The OC&C/Grocer Global 50 report found that organic growth improved to 3.2% in 2018, up from 2.6% in 2017 and just 1.3% in 2016.
While 1.4 percentage points of this growth was driven by higher prices and shifts to more premium products, 1.8 percentage points was due to organic volume growth.
It was the first time in many years that organic volume growth was significantly above global population growth of 1.1%.
Organic growth across those Global 50 companies that split out the figure was as high as 3.8% in 2015, but three percentage points of this was driven by price.
Alcoholic drinks players were among the biggest drivers of organic growth, with Carlsberg up 6.8%, Heineken 6% and Diageo 5%. Other notable drivers included Coca-Cola (5% organic growth), Tyson Foods (4.6%) and PepsiCo (4%).
Johnson & Johnson had the highest organic volume growth at 8.5%, but its pricing fell 2.2%.
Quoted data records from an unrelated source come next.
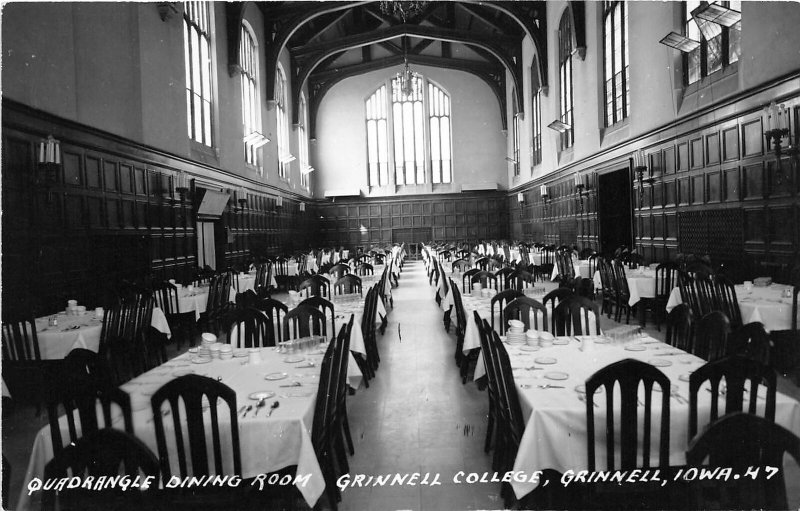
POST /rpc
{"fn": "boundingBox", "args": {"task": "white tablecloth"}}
[16,348,361,511]
[667,284,800,332]
[36,307,172,360]
[508,338,800,497]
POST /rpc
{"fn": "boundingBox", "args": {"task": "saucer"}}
[264,373,289,381]
[247,390,275,399]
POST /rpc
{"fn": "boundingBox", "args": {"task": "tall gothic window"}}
[297,95,311,190]
[558,9,575,149]
[239,23,261,165]
[392,74,425,185]
[275,64,293,179]
[683,0,742,85]
[365,73,453,186]
[531,57,542,171]
[603,1,630,126]
[428,82,453,183]
[511,89,519,176]
[367,85,389,186]
[183,2,213,147]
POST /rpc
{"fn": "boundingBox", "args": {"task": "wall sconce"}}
[764,101,798,184]
[175,170,189,203]
[156,2,178,21]
[575,174,586,213]
[237,186,247,209]
[34,135,61,202]
[633,151,654,208]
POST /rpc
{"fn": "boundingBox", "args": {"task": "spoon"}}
[253,397,266,417]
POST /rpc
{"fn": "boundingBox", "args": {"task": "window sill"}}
[600,117,630,147]
[189,139,219,165]
[683,61,739,96]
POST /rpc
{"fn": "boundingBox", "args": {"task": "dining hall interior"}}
[0,0,800,510]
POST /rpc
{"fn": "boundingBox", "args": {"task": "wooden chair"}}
[299,296,336,337]
[333,275,362,295]
[501,296,551,331]
[2,317,50,405]
[228,307,275,348]
[586,359,671,509]
[728,321,770,366]
[42,428,159,510]
[282,305,328,341]
[689,355,777,439]
[356,263,375,277]
[652,262,679,332]
[568,296,601,335]
[153,281,196,349]
[150,374,247,509]
[611,259,631,324]
[489,289,524,335]
[712,275,742,330]
[470,270,497,290]
[686,413,800,509]
[694,311,731,361]
[461,268,481,294]
[666,303,694,353]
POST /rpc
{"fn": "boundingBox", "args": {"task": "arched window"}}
[428,82,453,187]
[275,64,294,179]
[558,9,575,149]
[392,74,425,185]
[683,0,742,85]
[297,94,311,190]
[603,1,631,126]
[239,22,263,165]
[511,89,519,176]
[365,73,453,186]
[531,57,542,170]
[367,85,389,186]
[183,2,213,147]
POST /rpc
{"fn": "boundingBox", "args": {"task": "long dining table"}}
[478,336,800,498]
[35,307,172,360]
[16,346,361,511]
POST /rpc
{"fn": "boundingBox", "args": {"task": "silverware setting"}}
[253,397,267,417]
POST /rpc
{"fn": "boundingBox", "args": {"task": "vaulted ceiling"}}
[226,1,547,137]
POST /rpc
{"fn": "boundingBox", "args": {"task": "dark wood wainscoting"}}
[316,192,509,248]
[2,101,316,314]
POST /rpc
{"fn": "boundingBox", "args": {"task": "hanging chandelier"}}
[381,0,428,23]
[397,58,414,96]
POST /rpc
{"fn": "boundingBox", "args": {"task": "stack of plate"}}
[506,319,525,344]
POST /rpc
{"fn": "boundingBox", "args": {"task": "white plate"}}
[575,383,605,394]
[264,373,289,381]
[625,344,647,351]
[283,390,314,397]
[247,390,275,399]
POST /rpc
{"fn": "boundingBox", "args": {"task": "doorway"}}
[597,167,633,254]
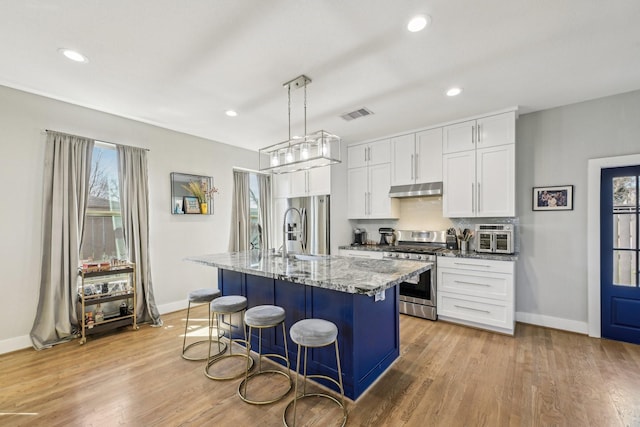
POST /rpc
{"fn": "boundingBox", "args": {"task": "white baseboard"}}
[516,312,589,335]
[158,299,189,314]
[0,335,31,354]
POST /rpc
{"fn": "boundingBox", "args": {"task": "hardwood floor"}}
[0,305,640,427]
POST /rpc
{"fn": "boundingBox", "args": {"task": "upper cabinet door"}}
[415,128,442,184]
[271,173,291,199]
[476,111,516,148]
[347,168,369,218]
[347,144,369,169]
[442,150,476,218]
[367,139,391,166]
[391,134,416,185]
[476,144,516,217]
[442,120,476,154]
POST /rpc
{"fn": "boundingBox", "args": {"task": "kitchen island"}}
[187,251,431,400]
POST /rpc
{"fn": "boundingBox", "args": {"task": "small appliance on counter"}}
[476,224,514,254]
[378,227,396,245]
[351,228,367,246]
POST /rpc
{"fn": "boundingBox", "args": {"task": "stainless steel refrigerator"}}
[274,196,331,255]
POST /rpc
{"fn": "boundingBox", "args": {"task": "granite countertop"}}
[185,250,433,296]
[338,245,518,261]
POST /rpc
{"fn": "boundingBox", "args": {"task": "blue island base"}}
[218,269,400,400]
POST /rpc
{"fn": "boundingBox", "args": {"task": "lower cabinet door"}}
[438,292,513,333]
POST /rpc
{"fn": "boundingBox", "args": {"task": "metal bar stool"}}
[204,295,253,380]
[282,319,347,427]
[182,288,227,360]
[238,305,291,405]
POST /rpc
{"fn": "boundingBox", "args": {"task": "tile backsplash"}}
[349,196,520,252]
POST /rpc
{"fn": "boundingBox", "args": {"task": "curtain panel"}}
[30,131,94,350]
[116,145,162,326]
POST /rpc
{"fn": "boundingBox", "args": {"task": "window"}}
[80,142,127,261]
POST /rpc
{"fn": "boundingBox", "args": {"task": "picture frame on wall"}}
[182,196,200,214]
[532,185,573,211]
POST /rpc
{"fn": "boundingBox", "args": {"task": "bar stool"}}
[204,295,253,380]
[182,288,227,360]
[282,319,347,427]
[238,305,291,405]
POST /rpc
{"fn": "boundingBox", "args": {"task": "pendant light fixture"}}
[259,74,341,174]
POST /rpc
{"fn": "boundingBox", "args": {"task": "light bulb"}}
[300,142,309,160]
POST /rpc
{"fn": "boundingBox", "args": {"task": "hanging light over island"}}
[259,75,341,174]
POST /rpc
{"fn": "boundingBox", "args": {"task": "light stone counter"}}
[186,250,432,296]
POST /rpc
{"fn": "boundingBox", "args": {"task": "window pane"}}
[613,251,638,286]
[80,145,127,261]
[613,214,638,249]
[249,173,262,249]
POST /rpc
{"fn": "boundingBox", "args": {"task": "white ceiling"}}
[0,0,640,150]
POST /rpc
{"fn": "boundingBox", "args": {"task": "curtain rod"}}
[44,129,151,151]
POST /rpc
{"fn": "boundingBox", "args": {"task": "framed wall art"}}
[532,185,573,211]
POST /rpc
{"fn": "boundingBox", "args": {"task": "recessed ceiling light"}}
[407,15,431,33]
[58,48,89,62]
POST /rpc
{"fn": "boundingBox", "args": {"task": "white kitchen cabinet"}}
[339,249,383,259]
[347,139,391,169]
[437,257,515,335]
[287,166,331,197]
[442,111,516,154]
[273,166,331,198]
[347,163,398,219]
[442,144,515,218]
[391,128,442,185]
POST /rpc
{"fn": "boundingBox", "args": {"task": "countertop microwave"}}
[475,224,514,254]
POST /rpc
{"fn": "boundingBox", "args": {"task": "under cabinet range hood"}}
[389,182,442,197]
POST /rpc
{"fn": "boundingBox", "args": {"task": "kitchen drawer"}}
[438,256,514,274]
[438,265,513,301]
[437,292,514,332]
[340,249,383,259]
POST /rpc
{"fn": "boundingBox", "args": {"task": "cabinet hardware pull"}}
[454,262,491,268]
[453,304,491,314]
[454,280,491,287]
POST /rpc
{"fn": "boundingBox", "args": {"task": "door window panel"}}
[613,214,638,249]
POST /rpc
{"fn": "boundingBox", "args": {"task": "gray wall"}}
[516,91,640,333]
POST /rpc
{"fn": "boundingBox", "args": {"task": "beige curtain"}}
[229,170,251,252]
[30,131,94,350]
[116,145,162,326]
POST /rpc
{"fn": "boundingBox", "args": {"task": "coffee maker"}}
[352,228,367,246]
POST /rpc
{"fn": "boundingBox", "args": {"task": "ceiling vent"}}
[340,107,373,122]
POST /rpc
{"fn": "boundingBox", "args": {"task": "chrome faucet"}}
[282,207,302,258]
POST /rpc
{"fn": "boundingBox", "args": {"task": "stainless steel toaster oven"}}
[475,224,514,254]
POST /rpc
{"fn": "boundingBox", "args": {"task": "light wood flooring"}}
[0,305,640,427]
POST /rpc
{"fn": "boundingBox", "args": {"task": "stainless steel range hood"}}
[389,182,442,197]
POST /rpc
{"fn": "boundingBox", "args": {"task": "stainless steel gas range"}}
[383,230,447,320]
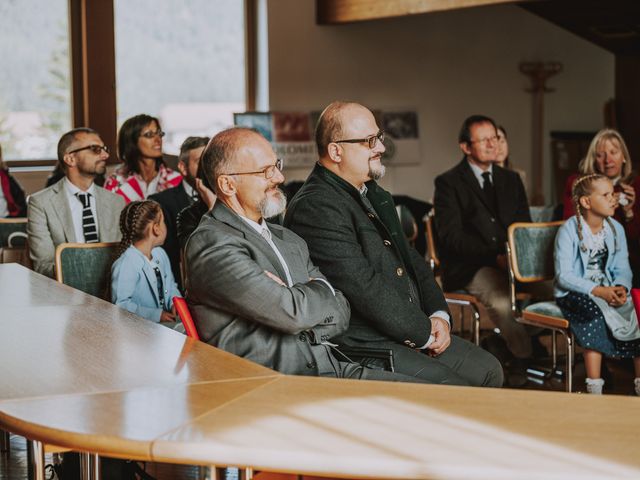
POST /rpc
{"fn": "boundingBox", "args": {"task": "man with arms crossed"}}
[285,102,503,387]
[185,128,430,382]
[27,127,124,277]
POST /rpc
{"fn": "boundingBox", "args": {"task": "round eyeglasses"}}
[67,144,109,155]
[332,130,384,150]
[140,130,166,138]
[224,158,284,180]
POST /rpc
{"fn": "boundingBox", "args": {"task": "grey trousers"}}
[345,335,504,387]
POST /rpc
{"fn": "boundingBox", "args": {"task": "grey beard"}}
[369,164,387,180]
[259,188,287,218]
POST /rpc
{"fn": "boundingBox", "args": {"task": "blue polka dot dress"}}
[556,246,640,358]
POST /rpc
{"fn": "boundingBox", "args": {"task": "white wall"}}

“The actions global players have been taking to adapt to shifting trends in the products consumers want to buy, and the ways in which they are influenced and purchased are having an impact,” said OC&C UK managing partner Will Hayllar. “There are still plenty of challenges to finding growth, but they are adapting to this brave new world.”
”Some of this improvement has come from changes to the products they are launching and way they are marketing and selling their existing brands but also through acquisition of faster growing insurgent brands. It’s much easier to swim with the tide than fight it and through M&A the Global 50 have been shifting their portfolios to try and do this.”
The value of Global 50 M&A deals fell 48% to $75bn, despite the number of deals dropping by just five to 55 as consumer giants concentrated on smaller deals to buy growth assets.
Global 50 profitability continued to improve as well, with a 0.4 percentage point improvement in adjusted EBIT margins leading to an all-time high of 18.2% driven by gross margin expansion and the benefits of cost savings.
Headline revenue growth across the Global 50 dipped from 5.7% in 2017 to 3.4% last year, due to a lower level of mergers and acquisitions.
The index saw just one new entrant, with Chinese spirits company Kweichou Moutai entering the index on the back of strong sales growth to replace Brazil Foods, which was hit by the depreciation of the Brazilian Real.
The index’s biggest mover was Chinese dairy group Yili, which rose nine places to 34 driven by organic expansion, while British American Tobacco rose six places to eighth after the inclusion of Reynolds American sales for the first time.